Lembro-me principalmente da praia onde costumávamos ir, da “nossa” praia, a Lagoa de Stº André. O que eu mais gostava dessa praia era a sua amplitude. Junto ao mar, o areal era extenso e depois havia a lagoa, também com um grande areal. E ainda havia as dunas. Resultado: por muita gente que estivesse a praia, nunca se sentia a mesma sobrelotada. O que para mim era óptimo, pois eu nunca gostei de muita gente junta: parece que me falta o ar, que não consigo respirar.
E por falar em Lagoa de Stº André, lembras-te de que os meus primos quase que me “obrigaram” (entre aspas, claro está, pois eles obrigaram-me a coisíssima nenhuma) a acampar com eles, na Lagoa de Stº André, durante uma semana? Apesar de Santiago do Cacém ficar bastante perto, os meus primos diziam que só assim eu podia usufruir da experiência completa que a Lagoa de Stº André proporcionava. Convencida de que tudo aquilo não passava de paleio dos meus primos para eles poderem estar com as namoradas à vontade, mas mesmo assim não me importando absolutamente nada com isso, lá acabei por concordar. E acabei por lhes dar razão. O parque de campismo ficava mesmo junto à lagoa e durante uma semana adormeci com o coaxar das rãs e acordei com o chilrear dos pássaros. Quanto à história das namoradas, eu até tinha razão, se bem que só parcialmente: efectivamente a Vera e a Ana (namoradas do Jonas e do Elias, respectivamente) foram lá ter connosco, mas iam e vinham todos os dias – a Vera, de Santiago do Cacém, a Ana, de Vila Nova de Stº André. Iam e vinham de autocarro quase todos os dias, excepto numa ocasião: quando o Jonas e o Elias as foram buscar. Mas nem pensem que os meus primos me deixaram sozinha na praia: não, eu fui com eles, praticamente atrelada, E se passa pela cabeça de alguém que eu fui negligenciada nessa semana, bom, não podiam estar mais enganados: contrariamente às minhas expectativas, os meus primos e as respectivas namoradas sempre me acolheram de braços abertos no grupo deles, fazendo-me sentir alguém importante, igual… fazendo-me sentir bem. Se bem que eu nunca percebi que interesse eu podia ter, uma simples rapariga de 15 anos. Olhando para trás, tenho quase a certeza que o que os atraia era a minha ingenuidade e a minha vontade e disponibilidade de aprender. E eu aprendi. E apreendi.
Também me lembro da praia de Porto Covo, das suas praias entaladas entre as falésias e do seu casario.
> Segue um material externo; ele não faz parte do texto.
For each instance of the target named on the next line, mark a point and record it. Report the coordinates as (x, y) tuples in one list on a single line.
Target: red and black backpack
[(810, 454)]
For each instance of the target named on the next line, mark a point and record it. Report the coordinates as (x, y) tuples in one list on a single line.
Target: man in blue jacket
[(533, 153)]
Quando primeiro visitei essa praia, foi ainda na era pré-Rui Veloso.[3] Ou seja, quando a conheci ainda se resumia à praça central e só mais algumas casas. E as praias ainda nem sequer eram vigiadas.
Ou da praia de São Torpes, logo a seguir a Sines e com as suas águas quentes, à sombra (por assim dizer) da Central Termoeléctrica de Sines.
Ou da praia do Almograve, com a placa evocativa do desastre ambiental que ali ocorreu[4].
Ou da praia de Vila Nova de Milfontes, tão cheia de veraneantes, que eu me lembro de pensar: “Se isto é assim a uma Quarta-feira em Julho, nem quero pensar num Domingo em Agosto.”
Ou da praia da Zambujeira do Mar, ainda muito antes da existência do Festival do Sudoeste[5]. Mas se a memória não me falha, naquele dia em particular, decorria naquela praia mais uma eliminatória do popular concurso “Construções na Areia”, iniciativa do jornal “Diário de Notícias”.
Ou da praia de Odeceixe, na fronteira entre o Alentejo e o Algarve.
Ou da praia da Arrifana, já no Algarve.
Lembro-me ainda de ir ao Cabo Sardão. Na altura, ficava lá perdido no meio de mato e para lá ir só havia estradas de terra batida.
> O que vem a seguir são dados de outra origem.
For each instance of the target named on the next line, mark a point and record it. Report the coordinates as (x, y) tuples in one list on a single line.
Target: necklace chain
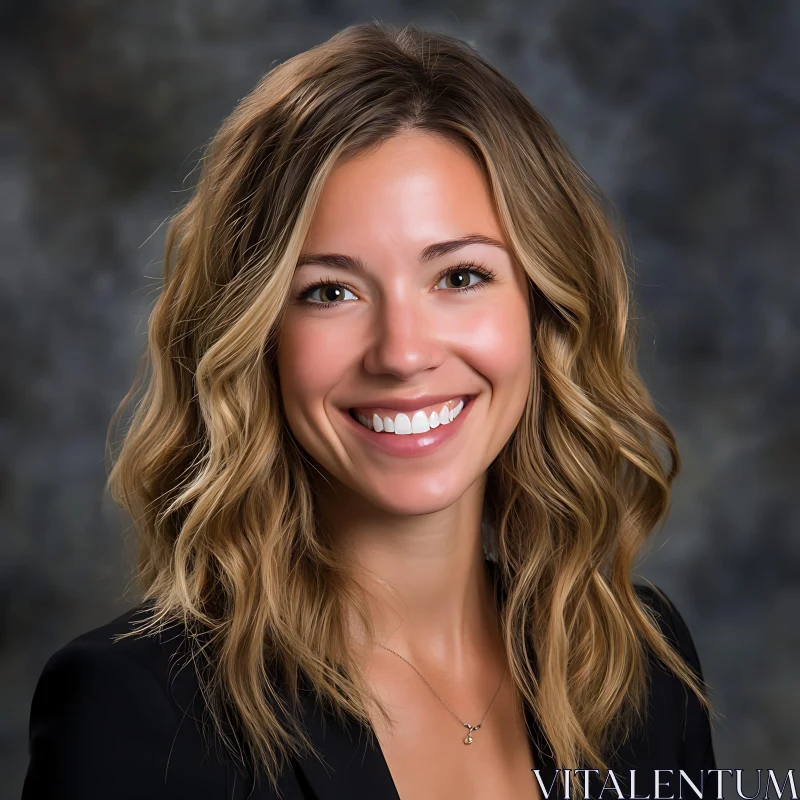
[(470, 728)]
De Odemira, já não me lembro muito bem: de algumas casas brancas, do Rio Mira e pouco mais. Talvez porque, se a memória não me falha, só passámos ao lado, não entrando na povoação.
Mas de Grândola, já me lembro. Lembro-me do monumento a “Grândola Vila Morena”[6], do calor abrasador, de não se ver vivalma e de eu pensar que os alentejanos é que a sabiam toda.
Por falar em calor, lembras-te daquela tarde em Santiago do Cacém, quando fazia um calor tão tórrido, tão sufocante, que não só parecia que o simples acto de respirar nos queimava por dentro, como o ar que nos rodeava nos pesava, fazendo-nos custar dar um só passo que fosse? Sei que tivemos que entrar num qualquer café, por duas razões: para fugir ao calor ardente e torturante, e para beber qualquer coisa que pudesse matar a sede e refrescar. Já não sei muito bem o que bebi (7up… ou Sprite…)¸ mas fosse lá o que fosse, o que eu sei é que nunca uma bebida fresca me soube tão bem.
Ou ainda quando os meus primos fizeram questão de me mostrar as ruínas romanas de Miróbriga[7].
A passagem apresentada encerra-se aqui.